Ohhhhh yesssss! I'm liking those.

Brilliant.


----------



## Franco50 (Feb 5, 2008)

Great pics mate. :thumb:
For those of us not in the know, where is this 'Mach Loop'?


----------



## bretti_kivi (Apr 22, 2008)

google it, it's round by Machynlleth IIRC.

Nice shots.

Bret


----------



## minimadgriff (Jul 8, 2007)

excellent!


----------



## Scott Harris (Nov 20, 2007)

Those are awesome pictures !


----------



## Geetarman (Apr 22, 2007)

Bit of info on it if anyones interested:

The Wales low level training area is known as LFA7 and consists of arteries of valleys joining together and forming a large roundabout north of Machalynyth - hence the name Mach loop.

http://lowfly.net/index.html


----------



## lego_man (Mar 29, 2007)

Awesome:thumb:


----------



## Naddy37 (Oct 27, 2005)

Get the right shot etc, you get the pilots waving to you.


----------



## Neil_S (Oct 26, 2005)

Got to get myself to that spot in the future, awesome!


----------



## Phil H (May 14, 2006)

Nice photos, I have actually done that twice in the Hawk (Photo 1) and had a go flying it.
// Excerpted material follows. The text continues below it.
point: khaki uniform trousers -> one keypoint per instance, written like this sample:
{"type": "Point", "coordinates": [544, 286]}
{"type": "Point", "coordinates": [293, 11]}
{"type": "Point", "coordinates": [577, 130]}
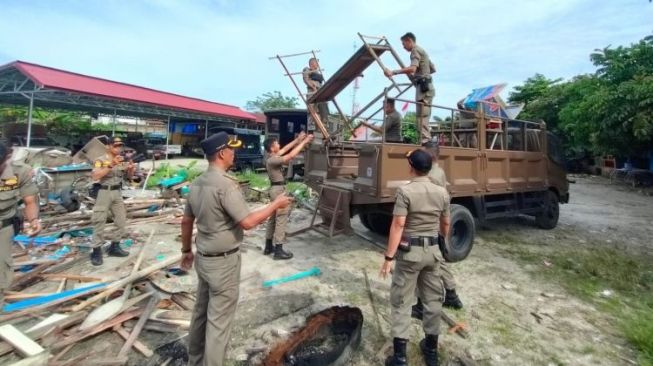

Awesome


----------



## SuperchargedLlama (Apr 25, 2008)

Lovely shots! I do love a good set of plane pics


----------



## BENJY (Oct 26, 2005)

Great shots i like no.4:thumb:



Phil H said:


> Nice photos, I have actually done that twice in the Hawk (Photo 1) and had a go flying it. Awesome


Luck sod how did you manage to do that?


----------



## ChrisJD (Apr 15, 2009)

Fantastic photos, really well caught.

Chris.


----------



## Fraser (Sep 2, 2009)

Great photo's mate. Will hopefully be me training in one of those hawks in a year or so.


----------



## pooma (Apr 12, 2008)

WOW, cracking pics:thumb:


----------